The reasons are complex, but the root cause seems to be the overall weight increase in Indian population. “The average girl's weight at the first pregnancy visit has gone up by about 10 kilos, compared to even a decade ago,” says Dr. Gita. “Genetically, we're small-made and manage with small amounts of food. Our body, long used to starvation, is programmed to hold on to the consumed calories. It doesn't know how to process excess food. And we tend to overeat. We reach for fat/sodium-rich readymade food, while our physical activity is down dramatically — thank gadgets, elevators, vehicles and our desk(top) jobs.
“Previous generations were active throughout pregnancy,” says Dr.
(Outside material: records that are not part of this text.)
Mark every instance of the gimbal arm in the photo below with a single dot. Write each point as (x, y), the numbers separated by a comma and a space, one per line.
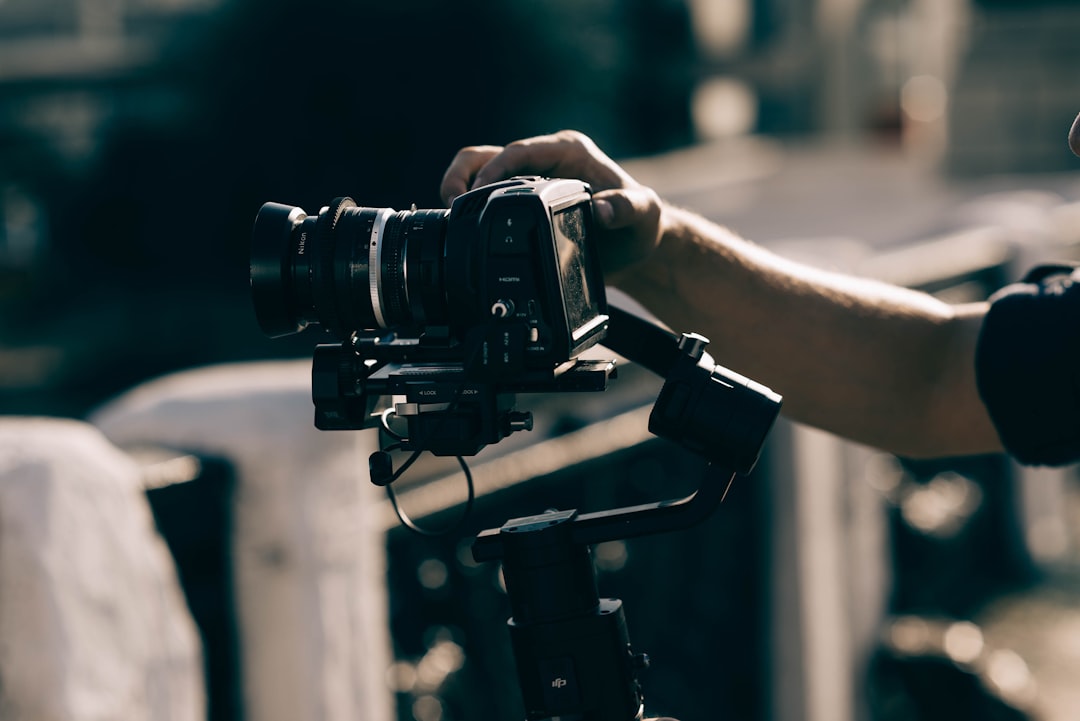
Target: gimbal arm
(571, 648)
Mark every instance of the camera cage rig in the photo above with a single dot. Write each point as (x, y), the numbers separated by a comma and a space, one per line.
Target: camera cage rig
(454, 383)
(571, 648)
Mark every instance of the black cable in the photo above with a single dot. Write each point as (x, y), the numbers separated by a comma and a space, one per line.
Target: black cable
(416, 528)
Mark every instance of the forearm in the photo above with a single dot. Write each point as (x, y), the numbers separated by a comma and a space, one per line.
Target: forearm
(880, 365)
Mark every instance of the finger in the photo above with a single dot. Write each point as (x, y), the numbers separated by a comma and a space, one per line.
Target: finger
(1075, 136)
(622, 208)
(564, 154)
(459, 175)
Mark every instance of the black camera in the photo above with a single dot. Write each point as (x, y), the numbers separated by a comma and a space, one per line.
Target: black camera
(450, 310)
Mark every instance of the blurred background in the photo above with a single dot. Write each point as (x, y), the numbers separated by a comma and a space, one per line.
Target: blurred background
(921, 141)
(139, 137)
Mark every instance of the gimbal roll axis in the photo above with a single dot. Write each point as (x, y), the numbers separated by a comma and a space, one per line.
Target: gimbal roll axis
(572, 648)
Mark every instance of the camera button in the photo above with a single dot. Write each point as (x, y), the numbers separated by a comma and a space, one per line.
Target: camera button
(510, 235)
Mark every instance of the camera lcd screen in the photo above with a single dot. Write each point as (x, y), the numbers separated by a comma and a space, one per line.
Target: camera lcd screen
(582, 284)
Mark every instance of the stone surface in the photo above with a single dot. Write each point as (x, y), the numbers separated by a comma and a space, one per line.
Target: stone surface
(309, 555)
(93, 624)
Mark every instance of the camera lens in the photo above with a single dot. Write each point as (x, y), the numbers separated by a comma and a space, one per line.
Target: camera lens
(349, 268)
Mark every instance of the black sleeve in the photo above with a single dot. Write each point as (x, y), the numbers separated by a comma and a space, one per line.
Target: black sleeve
(1027, 366)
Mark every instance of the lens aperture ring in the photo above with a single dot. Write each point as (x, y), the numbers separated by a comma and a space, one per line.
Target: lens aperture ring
(375, 263)
(323, 281)
(393, 289)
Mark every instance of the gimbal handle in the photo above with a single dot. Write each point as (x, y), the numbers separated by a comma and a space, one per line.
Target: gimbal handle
(571, 648)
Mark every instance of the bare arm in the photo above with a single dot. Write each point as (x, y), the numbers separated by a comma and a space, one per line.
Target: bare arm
(871, 362)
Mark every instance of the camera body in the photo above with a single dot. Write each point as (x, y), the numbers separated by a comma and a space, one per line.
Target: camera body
(524, 286)
(448, 312)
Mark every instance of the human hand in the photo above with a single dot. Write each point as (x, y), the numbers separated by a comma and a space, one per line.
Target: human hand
(628, 214)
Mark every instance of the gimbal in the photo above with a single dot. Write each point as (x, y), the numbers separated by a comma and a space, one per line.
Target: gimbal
(571, 648)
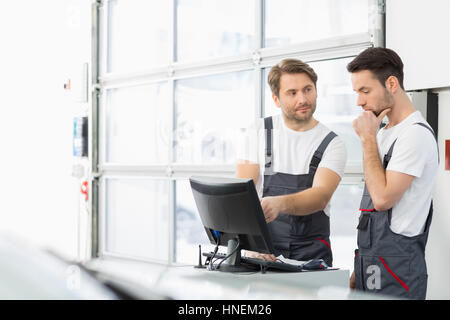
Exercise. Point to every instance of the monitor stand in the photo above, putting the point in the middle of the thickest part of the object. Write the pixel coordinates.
(233, 263)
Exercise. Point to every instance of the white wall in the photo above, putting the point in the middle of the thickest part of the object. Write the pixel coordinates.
(419, 31)
(437, 252)
(41, 41)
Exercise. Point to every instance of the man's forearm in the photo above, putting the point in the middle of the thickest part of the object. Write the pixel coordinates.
(304, 202)
(374, 172)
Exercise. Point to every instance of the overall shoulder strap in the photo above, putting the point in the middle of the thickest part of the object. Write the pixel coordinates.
(268, 126)
(317, 156)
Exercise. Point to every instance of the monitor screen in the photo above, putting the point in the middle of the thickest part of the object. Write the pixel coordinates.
(232, 216)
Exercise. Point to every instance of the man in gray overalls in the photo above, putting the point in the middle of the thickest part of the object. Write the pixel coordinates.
(296, 163)
(400, 166)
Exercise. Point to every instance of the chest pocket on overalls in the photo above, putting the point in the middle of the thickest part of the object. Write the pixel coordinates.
(364, 234)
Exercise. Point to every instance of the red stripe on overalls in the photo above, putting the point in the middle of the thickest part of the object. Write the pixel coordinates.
(394, 275)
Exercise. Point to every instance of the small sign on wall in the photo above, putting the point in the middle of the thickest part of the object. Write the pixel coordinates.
(447, 154)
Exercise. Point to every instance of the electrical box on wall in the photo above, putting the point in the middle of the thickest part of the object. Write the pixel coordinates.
(80, 136)
(427, 103)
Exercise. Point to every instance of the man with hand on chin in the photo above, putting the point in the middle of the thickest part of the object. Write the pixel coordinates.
(400, 165)
(296, 163)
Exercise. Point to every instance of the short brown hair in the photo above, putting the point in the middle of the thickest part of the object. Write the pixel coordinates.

Usha. “Now we spend most of the time indoors. Having a maid is a marker for being obese.” Earlier, girls were underfed and anaemic, so pampering with better food was needed in pregnancy. Now, women have pregnancies later in life, start out heavier and tend to put on more weight than is safe. Unable to handle food overload, we develop diabetes.
The cards are stacked against us. Most now-gen young women have a strong family history of diabetes. If one parent has diabetes, we are at 40 per cent risk for it; if both parents are diabetic, the risk is 80 per cent. If you're pregnant and diabetic, the growing foetus is exposed to a huge glucose load. It will respond by producing insulin. Insulin makes the baby fat, necessitating a caesarean section. A fat baby has potential for childhood obesity, which in turn leads to diabetes.
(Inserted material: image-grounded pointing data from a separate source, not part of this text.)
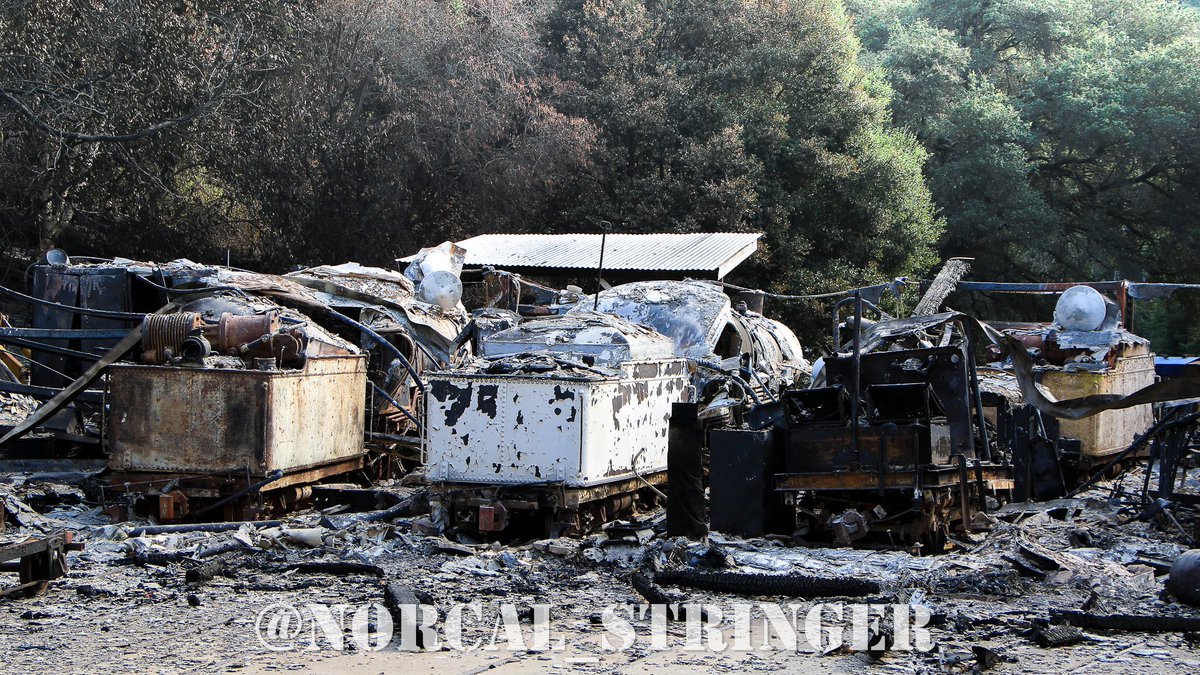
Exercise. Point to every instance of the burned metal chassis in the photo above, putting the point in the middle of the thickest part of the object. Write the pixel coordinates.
(485, 509)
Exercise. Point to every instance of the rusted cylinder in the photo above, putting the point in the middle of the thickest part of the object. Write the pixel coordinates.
(163, 334)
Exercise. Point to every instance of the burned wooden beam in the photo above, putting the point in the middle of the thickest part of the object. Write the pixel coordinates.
(1131, 622)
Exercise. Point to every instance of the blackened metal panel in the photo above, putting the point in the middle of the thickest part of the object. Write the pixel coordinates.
(742, 483)
(58, 286)
(103, 290)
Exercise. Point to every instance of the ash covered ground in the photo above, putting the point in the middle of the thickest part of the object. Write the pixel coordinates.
(129, 604)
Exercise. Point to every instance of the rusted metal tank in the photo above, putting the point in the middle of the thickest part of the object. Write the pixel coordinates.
(213, 419)
(1114, 430)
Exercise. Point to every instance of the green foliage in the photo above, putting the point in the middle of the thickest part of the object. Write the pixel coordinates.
(1062, 132)
(744, 115)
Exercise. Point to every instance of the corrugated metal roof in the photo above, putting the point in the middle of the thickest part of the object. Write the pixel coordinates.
(713, 252)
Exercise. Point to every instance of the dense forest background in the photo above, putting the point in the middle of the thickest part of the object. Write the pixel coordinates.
(1049, 139)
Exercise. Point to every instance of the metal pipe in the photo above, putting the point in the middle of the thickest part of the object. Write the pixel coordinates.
(604, 237)
(857, 375)
(395, 402)
(837, 317)
(48, 348)
(65, 333)
(383, 342)
(189, 291)
(978, 398)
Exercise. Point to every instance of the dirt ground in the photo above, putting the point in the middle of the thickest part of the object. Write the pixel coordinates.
(123, 609)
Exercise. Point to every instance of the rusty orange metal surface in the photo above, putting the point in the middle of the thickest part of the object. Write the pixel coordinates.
(207, 420)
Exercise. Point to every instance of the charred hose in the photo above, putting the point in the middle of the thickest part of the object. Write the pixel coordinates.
(793, 585)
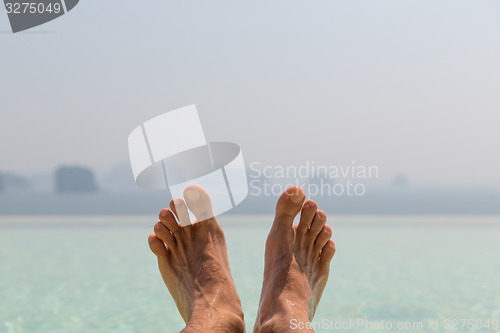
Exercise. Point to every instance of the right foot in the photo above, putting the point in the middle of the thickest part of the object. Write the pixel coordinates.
(297, 264)
(194, 265)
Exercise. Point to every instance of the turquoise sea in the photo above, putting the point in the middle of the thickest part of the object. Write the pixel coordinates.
(96, 274)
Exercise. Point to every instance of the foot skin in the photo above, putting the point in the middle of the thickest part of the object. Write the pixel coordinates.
(194, 265)
(297, 264)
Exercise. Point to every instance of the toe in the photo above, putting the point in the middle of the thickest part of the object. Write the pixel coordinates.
(164, 234)
(306, 216)
(288, 206)
(181, 212)
(317, 224)
(157, 246)
(168, 220)
(324, 235)
(199, 202)
(327, 254)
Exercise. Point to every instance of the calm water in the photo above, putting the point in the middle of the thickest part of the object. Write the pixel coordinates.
(96, 274)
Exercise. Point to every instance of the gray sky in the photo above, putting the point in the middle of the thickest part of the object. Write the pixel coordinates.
(410, 86)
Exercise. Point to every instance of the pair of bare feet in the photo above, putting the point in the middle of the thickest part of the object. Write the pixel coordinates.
(194, 265)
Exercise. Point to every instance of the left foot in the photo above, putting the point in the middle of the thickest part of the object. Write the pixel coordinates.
(194, 265)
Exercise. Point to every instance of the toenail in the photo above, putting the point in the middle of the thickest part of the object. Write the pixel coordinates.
(296, 197)
(192, 195)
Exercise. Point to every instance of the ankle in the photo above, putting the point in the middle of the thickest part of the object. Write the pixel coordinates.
(278, 315)
(217, 319)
If alarming rates of GDM are a healthcare burden and unchecked GDM puts the baby at risk, shouldn't prevention be our first thought? Dr. Gita and Dr. Usha want young women educated on GDM prevention. “Make weight control your life mission,” they say. Walk briskly for 45 minutes daily, do aerobics, eat healthy. “Most women are aware that it is essential to start taking folic acid well before pregnancy to prevent certain abnormalities in the baby. Similarly, Indian women should check for diabetes before starting a family,” says Dr. Usha.
“Share your family history of diabetes with your obstetrician,” says Dr. Gita. What happens if you are found to have diabetes in pregnancy? You will be put on a diabetic diet and an exercise regimen, based on your weight. Controlling diabetes boils down to controlling calories. Have three balanced meals with two snacks in between — that's enough calories to keep your sugar levels stable. “If you have GDM, you get medical nutrition therapy tailored to your lifestyle, weight, and eating habits. If this does not get sugar levels under control, the endocrinologist will administer insulin,” says Dr. Usha. “You know, a diabetic diet is the healthiest diet, even for non-diabetics,” adds Dr. Gita.
Sugar levels usually get back to normal after the delivery, but “once you've been diagnosed with GDM, never let the risk of diabetes go off your radar,” say the doctors. “Continue with a balanced diet and exercise. Incorporate these into your daily life.”
Genetically the gun is loaded for Indian women to develop GDM but we can try to prevent the trigger from being pulled.